A collaboration of clinicians, academics and parents, led by Alder Hey, have created a useful guide for parents of neonates requiring medicines when they leave hospital. The guide will be available to parents across the UK and Ireland to help them administer medicines safely.
One in seven babies born in the UK receive neonatal care in a Neonatal Unit either because they are born prematurely, or are born full term but are sick and require extra care. Many of these babies return home still taking several medicines and this guide will help parents to reduce medication errors.
The guide, co-designed by researchers and parents of neonates, was a result of a two-year study called PADDINGToN (Parent co-Designed Drug Information for Parents and Guardians Taking Neonates Home). Academics and clinicians from the UK (Alder Hey Children’s NHS Foundation Trust, Liverpool Women’s NHS Foundation Trust, Wirral University Teaching Hospital, Leeds Teaching Hospital) and in Ireland (The Rotunda Hospital, Dublin and Royal College of Surgeons in Ireland) were part of the research team.
One parent who feels the new guide will be beneficial is Rachel whose baby, Hugo, was born prematurely. Rachel said “Hugo was born at 24 weeks which was 16 weeks premature. He had many of the complications that come with being born prematurely, including needing surgery at Alder Hey. This included both heart surgery and bowel surgery. We spent seven months in hospital altogether. The support from all of the hospitals we were involved with, Alder Hey, Saint Mary’s in Manchester, Wythenshawe Hospital, it was all fantastic. With their help, Hugo finally came home. This was such an exciting day, but also the start of a new journey, with looking after him now becoming our responsibility and with the eight medications as well as oxygen and specialist milk, we knew we had our work cut out for us.
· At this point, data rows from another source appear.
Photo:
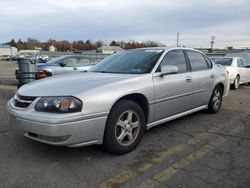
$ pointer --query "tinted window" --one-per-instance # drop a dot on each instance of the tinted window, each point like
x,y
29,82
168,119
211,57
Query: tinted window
x,y
223,61
177,58
240,63
209,62
197,61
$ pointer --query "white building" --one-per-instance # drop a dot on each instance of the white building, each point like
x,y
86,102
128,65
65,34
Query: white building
x,y
108,49
6,50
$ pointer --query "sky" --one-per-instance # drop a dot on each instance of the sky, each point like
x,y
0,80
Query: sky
x,y
140,20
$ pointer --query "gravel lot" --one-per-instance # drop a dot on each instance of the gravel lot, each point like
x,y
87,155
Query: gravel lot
x,y
199,150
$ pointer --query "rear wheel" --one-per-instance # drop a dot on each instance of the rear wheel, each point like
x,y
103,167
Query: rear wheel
x,y
236,83
215,100
124,128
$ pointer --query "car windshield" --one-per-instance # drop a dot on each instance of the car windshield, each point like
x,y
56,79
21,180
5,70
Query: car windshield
x,y
55,60
223,61
129,62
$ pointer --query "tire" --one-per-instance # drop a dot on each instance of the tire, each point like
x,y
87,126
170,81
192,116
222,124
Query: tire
x,y
121,136
215,100
236,83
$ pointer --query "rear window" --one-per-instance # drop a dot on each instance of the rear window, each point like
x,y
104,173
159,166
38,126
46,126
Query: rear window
x,y
223,61
197,61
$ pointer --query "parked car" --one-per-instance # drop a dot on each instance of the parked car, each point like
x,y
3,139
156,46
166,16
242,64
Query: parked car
x,y
119,98
238,71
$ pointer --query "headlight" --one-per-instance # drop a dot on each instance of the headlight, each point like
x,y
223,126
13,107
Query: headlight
x,y
58,104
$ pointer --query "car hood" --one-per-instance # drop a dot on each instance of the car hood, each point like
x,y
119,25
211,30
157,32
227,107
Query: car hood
x,y
45,64
71,84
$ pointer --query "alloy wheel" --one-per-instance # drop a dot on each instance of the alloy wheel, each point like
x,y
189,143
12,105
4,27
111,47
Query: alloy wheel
x,y
127,128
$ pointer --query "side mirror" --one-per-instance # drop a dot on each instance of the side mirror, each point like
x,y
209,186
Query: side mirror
x,y
62,64
168,69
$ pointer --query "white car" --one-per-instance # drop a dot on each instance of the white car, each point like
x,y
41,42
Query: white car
x,y
238,71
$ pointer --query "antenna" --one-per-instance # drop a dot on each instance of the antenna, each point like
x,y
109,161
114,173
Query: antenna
x,y
212,42
177,39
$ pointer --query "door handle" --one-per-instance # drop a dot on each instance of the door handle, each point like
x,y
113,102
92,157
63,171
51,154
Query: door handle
x,y
188,79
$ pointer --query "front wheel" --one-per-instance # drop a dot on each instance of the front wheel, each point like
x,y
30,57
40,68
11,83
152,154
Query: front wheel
x,y
215,100
125,127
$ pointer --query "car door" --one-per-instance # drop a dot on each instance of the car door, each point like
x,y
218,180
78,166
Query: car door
x,y
202,78
173,92
243,70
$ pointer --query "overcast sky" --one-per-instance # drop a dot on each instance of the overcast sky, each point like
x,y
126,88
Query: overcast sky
x,y
106,20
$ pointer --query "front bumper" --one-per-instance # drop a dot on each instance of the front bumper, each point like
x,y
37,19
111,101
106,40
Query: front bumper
x,y
72,131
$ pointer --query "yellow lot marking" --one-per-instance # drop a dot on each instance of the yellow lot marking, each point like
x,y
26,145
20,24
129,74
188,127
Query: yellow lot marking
x,y
173,169
125,175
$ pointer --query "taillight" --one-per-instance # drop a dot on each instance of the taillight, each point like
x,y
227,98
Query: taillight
x,y
42,74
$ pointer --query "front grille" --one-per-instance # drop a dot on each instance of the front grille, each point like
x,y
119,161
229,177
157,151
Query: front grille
x,y
23,101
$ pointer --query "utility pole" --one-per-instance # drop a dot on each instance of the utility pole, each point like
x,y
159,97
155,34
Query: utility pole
x,y
212,42
177,40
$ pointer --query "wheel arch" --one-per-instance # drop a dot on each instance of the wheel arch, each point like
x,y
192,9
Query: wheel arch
x,y
138,98
221,85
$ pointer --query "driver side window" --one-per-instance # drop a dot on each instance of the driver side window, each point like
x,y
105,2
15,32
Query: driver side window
x,y
176,58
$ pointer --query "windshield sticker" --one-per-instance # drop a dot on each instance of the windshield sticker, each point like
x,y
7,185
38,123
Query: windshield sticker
x,y
155,51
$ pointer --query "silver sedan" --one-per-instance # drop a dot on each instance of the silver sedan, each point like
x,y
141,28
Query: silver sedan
x,y
119,98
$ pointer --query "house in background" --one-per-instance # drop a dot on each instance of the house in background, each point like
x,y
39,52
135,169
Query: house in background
x,y
108,49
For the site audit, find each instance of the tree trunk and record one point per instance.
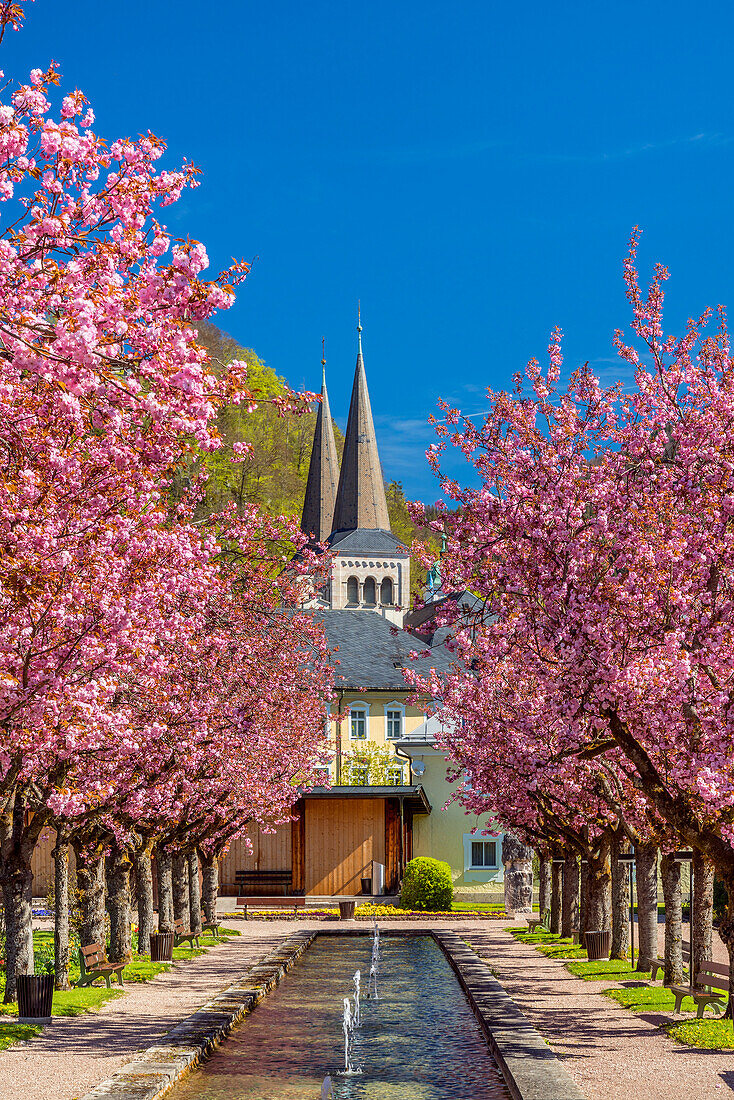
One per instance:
(118, 904)
(17, 897)
(179, 868)
(164, 875)
(646, 877)
(556, 890)
(599, 914)
(702, 915)
(194, 894)
(583, 898)
(544, 881)
(90, 887)
(61, 854)
(674, 957)
(209, 886)
(620, 900)
(144, 895)
(570, 901)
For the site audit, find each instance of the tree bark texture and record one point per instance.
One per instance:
(194, 894)
(702, 915)
(179, 869)
(17, 897)
(620, 901)
(118, 904)
(517, 859)
(17, 880)
(90, 886)
(556, 894)
(646, 880)
(544, 881)
(674, 957)
(570, 901)
(144, 895)
(61, 854)
(583, 897)
(209, 886)
(599, 914)
(164, 876)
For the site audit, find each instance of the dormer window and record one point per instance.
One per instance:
(352, 592)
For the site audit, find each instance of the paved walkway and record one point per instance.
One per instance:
(613, 1054)
(75, 1053)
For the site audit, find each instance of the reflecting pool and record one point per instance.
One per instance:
(419, 1041)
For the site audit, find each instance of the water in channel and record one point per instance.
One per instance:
(419, 1041)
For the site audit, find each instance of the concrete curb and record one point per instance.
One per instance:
(530, 1068)
(153, 1071)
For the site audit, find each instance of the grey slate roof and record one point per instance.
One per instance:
(371, 647)
(367, 540)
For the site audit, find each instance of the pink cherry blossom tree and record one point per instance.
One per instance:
(601, 538)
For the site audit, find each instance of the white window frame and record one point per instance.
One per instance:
(492, 833)
(395, 706)
(484, 866)
(363, 711)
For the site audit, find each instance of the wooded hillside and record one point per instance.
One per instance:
(275, 474)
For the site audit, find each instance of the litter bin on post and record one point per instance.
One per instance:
(598, 944)
(161, 946)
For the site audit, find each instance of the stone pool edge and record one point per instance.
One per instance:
(529, 1067)
(154, 1070)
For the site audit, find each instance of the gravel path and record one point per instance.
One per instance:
(75, 1053)
(613, 1054)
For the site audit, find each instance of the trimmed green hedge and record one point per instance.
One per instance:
(427, 886)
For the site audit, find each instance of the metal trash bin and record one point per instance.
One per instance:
(598, 944)
(161, 946)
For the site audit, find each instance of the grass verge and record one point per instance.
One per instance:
(709, 1034)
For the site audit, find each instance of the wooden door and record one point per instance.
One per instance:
(342, 838)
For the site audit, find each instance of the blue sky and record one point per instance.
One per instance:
(470, 171)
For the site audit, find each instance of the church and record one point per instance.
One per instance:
(384, 798)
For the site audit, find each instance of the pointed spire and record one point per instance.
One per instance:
(361, 495)
(322, 470)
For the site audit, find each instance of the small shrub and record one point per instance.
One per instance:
(427, 886)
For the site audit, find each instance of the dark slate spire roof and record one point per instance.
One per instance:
(372, 652)
(361, 495)
(317, 518)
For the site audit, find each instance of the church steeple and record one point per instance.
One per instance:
(361, 495)
(322, 471)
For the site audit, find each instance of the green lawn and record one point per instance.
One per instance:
(549, 944)
(711, 1034)
(74, 1002)
(471, 906)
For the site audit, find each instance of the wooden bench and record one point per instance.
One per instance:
(539, 923)
(280, 902)
(711, 987)
(94, 964)
(274, 878)
(181, 935)
(658, 964)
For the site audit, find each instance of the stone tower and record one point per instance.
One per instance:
(317, 518)
(371, 569)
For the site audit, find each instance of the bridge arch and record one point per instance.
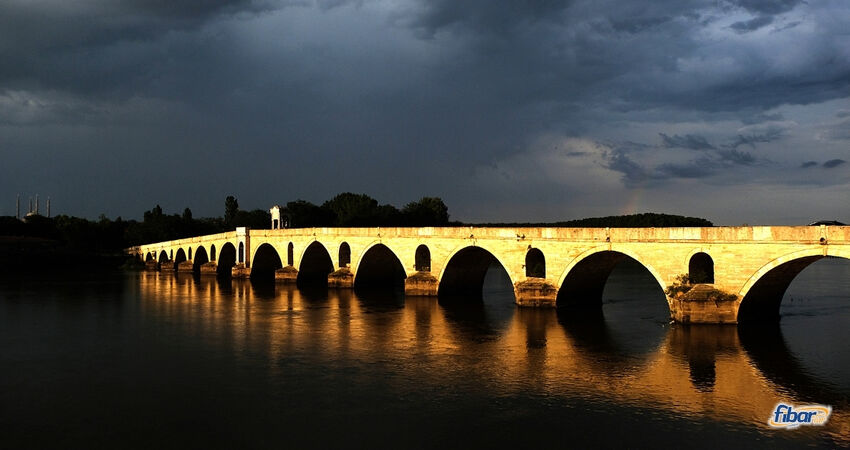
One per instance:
(266, 261)
(535, 263)
(200, 258)
(465, 269)
(344, 255)
(422, 259)
(583, 281)
(290, 254)
(315, 264)
(379, 267)
(179, 257)
(226, 259)
(701, 268)
(762, 294)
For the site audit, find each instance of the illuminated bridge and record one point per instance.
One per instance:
(547, 266)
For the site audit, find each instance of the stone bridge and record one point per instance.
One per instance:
(742, 272)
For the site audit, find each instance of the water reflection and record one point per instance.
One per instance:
(721, 373)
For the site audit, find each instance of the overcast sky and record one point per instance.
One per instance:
(736, 111)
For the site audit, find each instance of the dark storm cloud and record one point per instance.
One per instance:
(485, 16)
(633, 173)
(747, 26)
(701, 168)
(689, 141)
(833, 163)
(769, 135)
(91, 46)
(337, 95)
(768, 6)
(737, 157)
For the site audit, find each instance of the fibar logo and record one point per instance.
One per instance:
(788, 416)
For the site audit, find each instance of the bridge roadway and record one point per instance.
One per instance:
(547, 266)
It is hard to take on board all of the things that you have to do for a baby coming out of medical care and any support that can be provided to parents is fantastic. It’s so exciting to be involved in designing the resources for the PADDINGToN study, which I have no doubt will help parents going forward. “
Dr Louise Bracken, Senior Research Pharmacist and Co-Director of the Paediatric Medicines Research Unit at Alder Hey said: “Rachel’s experience is not unique. Having a baby who needs neonatal care can cause stress and anxiety for parents and carers. The PADDINGToN journey began with the aim of developing better medicine information resources for use at home and will help provide that extra support and reassurance.”
The co-designed resources are paper-based and accessible on-line. They contain generic information about giving medicines, measuring doses, links to other useful resources and frequently asked questions (FAQs). Specific information about commonly prescribed neonatal medicines is also included.
Louise continued: “Parents who took part in the PADDINGToN study described the transition between hospital and home as particularly difficult and really daunting. One parent explained how helpful they would have found the PADDINGToN resources. She remembered googling in the middle of the night and told us the PADDINGToN resources would have answered her questions. Another parent said “This is a great resource. I learnt information from this resource about the medicines given to my boys that no one ever told me so I know it will be so valuable to other parents.”